Bangladesh | Brunei Darussalam | India | Malaysia | Maldives | Pakistan | Singapore | Sri Lanka

Commonwealth economies in Asia and Pacific


By the end of 2010, inward FDI stock in all Asian member states, namely Bangladesh, Brunei Darussalam, India, Maldives, Malaysia, Pakistan, Singapore and Sri Lanka, stood at US$813 billion, accounting for almost one-fourth of the Commonwealth total. The largest three FDI recipients were Singapore (with FDI stock of US$470 billion), India (US$198 billion) and Malaysia (US$101 billion). By contrast, inward FDI stock in the nine Pacific member states was merely US$5 billion, with Fiji and Papua New Guinea being the major recipients.

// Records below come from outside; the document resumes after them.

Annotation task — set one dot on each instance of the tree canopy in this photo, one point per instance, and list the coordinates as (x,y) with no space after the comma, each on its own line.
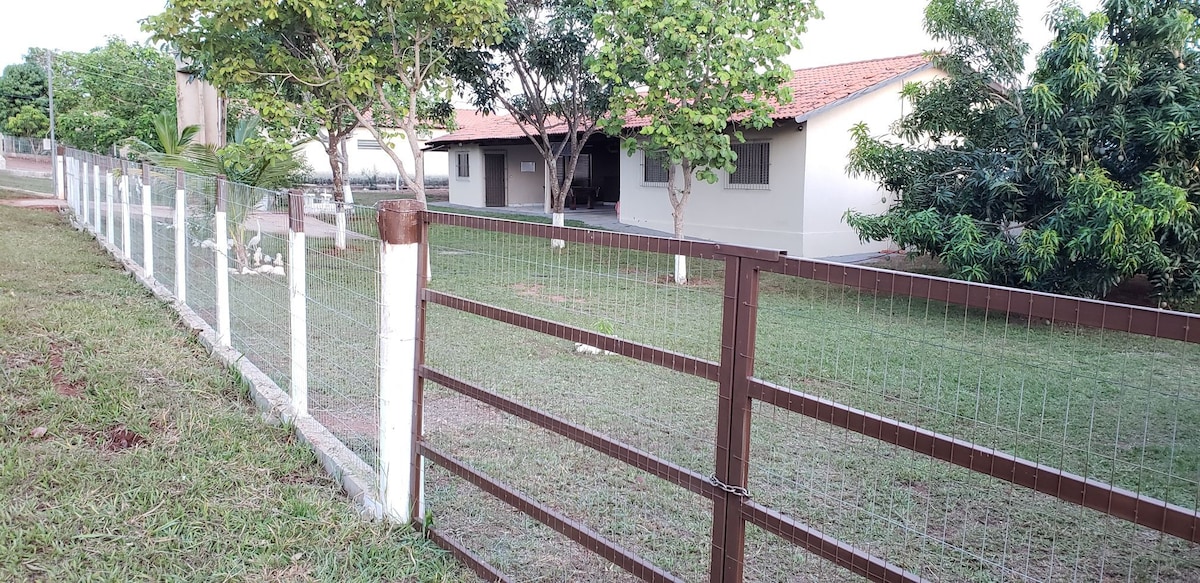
(1072,182)
(23,85)
(546,48)
(112,92)
(688,68)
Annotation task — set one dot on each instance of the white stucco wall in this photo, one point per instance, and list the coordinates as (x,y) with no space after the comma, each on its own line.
(367,161)
(525,188)
(829,192)
(768,217)
(467,191)
(802,211)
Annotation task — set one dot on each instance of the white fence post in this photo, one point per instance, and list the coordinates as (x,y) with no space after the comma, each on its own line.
(147,222)
(221,240)
(95,197)
(400,276)
(180,238)
(126,238)
(69,172)
(60,174)
(299,304)
(84,196)
(108,203)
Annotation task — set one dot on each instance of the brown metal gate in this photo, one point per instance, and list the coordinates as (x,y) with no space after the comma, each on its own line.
(738,388)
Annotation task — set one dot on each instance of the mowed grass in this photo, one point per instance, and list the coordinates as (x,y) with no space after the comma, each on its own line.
(27,182)
(1109,406)
(126,454)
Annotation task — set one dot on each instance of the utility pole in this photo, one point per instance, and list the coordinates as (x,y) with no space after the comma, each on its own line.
(54,144)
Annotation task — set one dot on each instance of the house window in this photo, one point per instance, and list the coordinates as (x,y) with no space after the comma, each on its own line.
(654,168)
(753,166)
(462,164)
(582,175)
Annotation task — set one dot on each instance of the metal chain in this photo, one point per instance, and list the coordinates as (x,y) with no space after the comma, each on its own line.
(733,490)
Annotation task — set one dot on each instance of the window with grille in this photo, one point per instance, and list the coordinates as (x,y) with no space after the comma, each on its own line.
(654,168)
(582,175)
(753,166)
(462,164)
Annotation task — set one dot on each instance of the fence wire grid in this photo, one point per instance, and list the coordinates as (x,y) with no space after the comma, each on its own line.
(1108,406)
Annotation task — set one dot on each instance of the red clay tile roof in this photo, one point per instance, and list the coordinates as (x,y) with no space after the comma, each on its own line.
(811,89)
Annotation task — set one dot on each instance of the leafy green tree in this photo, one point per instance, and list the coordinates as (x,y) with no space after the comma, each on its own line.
(271,61)
(383,61)
(546,47)
(29,122)
(23,84)
(688,68)
(112,92)
(171,140)
(1073,182)
(405,64)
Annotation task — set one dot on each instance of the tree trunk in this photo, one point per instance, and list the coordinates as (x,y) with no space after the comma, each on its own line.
(678,202)
(334,150)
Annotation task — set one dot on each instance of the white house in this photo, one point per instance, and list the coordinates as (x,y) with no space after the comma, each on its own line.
(367,160)
(790,190)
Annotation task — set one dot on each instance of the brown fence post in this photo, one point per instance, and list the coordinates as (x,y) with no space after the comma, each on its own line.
(733,419)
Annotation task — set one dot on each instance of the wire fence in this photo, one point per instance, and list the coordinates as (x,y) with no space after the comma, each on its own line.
(766,419)
(166,222)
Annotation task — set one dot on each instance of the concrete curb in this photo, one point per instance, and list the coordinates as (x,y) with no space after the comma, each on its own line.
(355,476)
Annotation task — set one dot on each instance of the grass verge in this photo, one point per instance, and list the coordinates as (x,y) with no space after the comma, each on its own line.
(27,182)
(127,455)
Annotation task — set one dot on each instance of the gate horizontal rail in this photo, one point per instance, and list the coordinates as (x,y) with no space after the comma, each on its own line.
(592,540)
(739,386)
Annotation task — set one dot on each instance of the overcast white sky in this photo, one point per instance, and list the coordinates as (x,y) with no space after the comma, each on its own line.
(852,29)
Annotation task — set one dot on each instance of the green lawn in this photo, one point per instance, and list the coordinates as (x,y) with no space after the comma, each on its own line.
(1109,406)
(126,454)
(27,182)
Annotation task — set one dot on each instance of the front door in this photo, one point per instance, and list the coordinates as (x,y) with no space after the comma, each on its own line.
(493,180)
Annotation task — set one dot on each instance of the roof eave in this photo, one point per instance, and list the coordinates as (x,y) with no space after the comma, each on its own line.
(804,116)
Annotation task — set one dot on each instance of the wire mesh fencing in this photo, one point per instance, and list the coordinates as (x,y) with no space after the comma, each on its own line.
(243,277)
(763,419)
(342,278)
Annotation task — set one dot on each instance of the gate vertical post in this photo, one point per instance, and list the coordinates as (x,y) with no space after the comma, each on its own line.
(298,306)
(180,238)
(400,388)
(739,318)
(221,247)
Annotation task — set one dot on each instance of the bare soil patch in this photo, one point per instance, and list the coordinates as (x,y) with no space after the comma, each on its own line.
(121,438)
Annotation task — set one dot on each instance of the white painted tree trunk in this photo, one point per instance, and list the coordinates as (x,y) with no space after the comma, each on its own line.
(60,175)
(682,270)
(126,236)
(147,230)
(340,228)
(558,218)
(298,310)
(181,245)
(221,238)
(397,382)
(109,200)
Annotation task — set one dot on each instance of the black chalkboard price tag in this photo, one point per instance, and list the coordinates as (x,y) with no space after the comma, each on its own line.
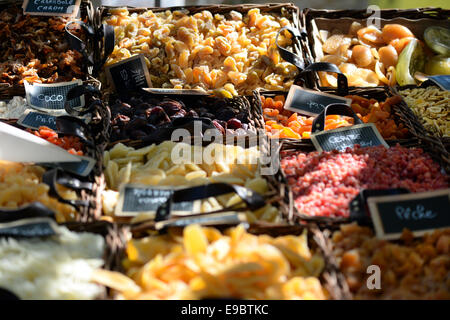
(136,199)
(419,212)
(52,97)
(28,228)
(214,219)
(34,120)
(310,102)
(81,168)
(366,135)
(65,8)
(129,75)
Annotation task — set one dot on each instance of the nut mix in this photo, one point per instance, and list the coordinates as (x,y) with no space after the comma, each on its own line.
(432,107)
(34,49)
(281,123)
(225,54)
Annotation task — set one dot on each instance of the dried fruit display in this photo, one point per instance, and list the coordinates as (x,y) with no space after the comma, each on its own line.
(183,165)
(25,266)
(324,184)
(410,268)
(281,123)
(368,56)
(22,184)
(34,49)
(432,107)
(72,144)
(227,54)
(203,263)
(144,116)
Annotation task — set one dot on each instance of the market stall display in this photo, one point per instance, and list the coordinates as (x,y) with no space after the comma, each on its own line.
(431,106)
(282,123)
(227,54)
(204,263)
(260,207)
(34,49)
(154,166)
(22,185)
(155,118)
(383,53)
(323,184)
(410,268)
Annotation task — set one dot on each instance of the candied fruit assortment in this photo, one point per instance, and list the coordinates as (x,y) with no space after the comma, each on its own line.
(204,263)
(72,144)
(34,49)
(141,116)
(158,165)
(410,268)
(227,55)
(281,123)
(323,184)
(22,184)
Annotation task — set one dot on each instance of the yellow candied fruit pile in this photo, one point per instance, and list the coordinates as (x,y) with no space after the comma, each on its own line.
(203,263)
(21,185)
(222,54)
(410,268)
(183,165)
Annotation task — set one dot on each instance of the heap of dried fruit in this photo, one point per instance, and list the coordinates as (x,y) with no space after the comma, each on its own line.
(203,263)
(281,123)
(142,117)
(183,165)
(323,184)
(432,107)
(410,269)
(72,144)
(366,55)
(34,48)
(22,184)
(228,55)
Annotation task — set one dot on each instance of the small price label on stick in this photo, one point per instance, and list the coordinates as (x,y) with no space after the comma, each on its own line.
(214,219)
(418,212)
(34,120)
(52,97)
(135,199)
(65,8)
(28,228)
(129,75)
(81,168)
(366,135)
(310,102)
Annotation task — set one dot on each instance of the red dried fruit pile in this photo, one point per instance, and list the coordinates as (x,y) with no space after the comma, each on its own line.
(72,144)
(324,184)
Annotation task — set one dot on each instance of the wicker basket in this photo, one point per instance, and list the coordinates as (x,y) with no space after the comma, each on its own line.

Inflows into Asian Commonwealth countries surged from 2003, reaching a peak of US$78 billion in 2007.  FDI increases during 2004-2007 were particularly significant in India and Pakistan, which registered an average annual growth rate of 64 per cent and 83 per cent respectively, as well as in Malaysia and Singapore, which each saw an average growth rate of 41 per cent. In India, for instance, the FDI surge in the mid-2000s was driven by robust economic growth, an improved investment climate and a further opening up of service industries such as telecommunications, real estate and retail. In Pakistan, inflows rose mainly as a result of privatisation in the services and extractive industries.

FDI inflows to these countries declined in 2008-2009, but recovered to US$76 billion in 2010. However, the largest recipient countries differ in trends: while inflows to Malaysia and Singapore boomed in 2010, those to India dropped by 31 per cent. The setback in the latter was partly due to macroeconomic concerns, as well as to delays in the approval of large FDI projects.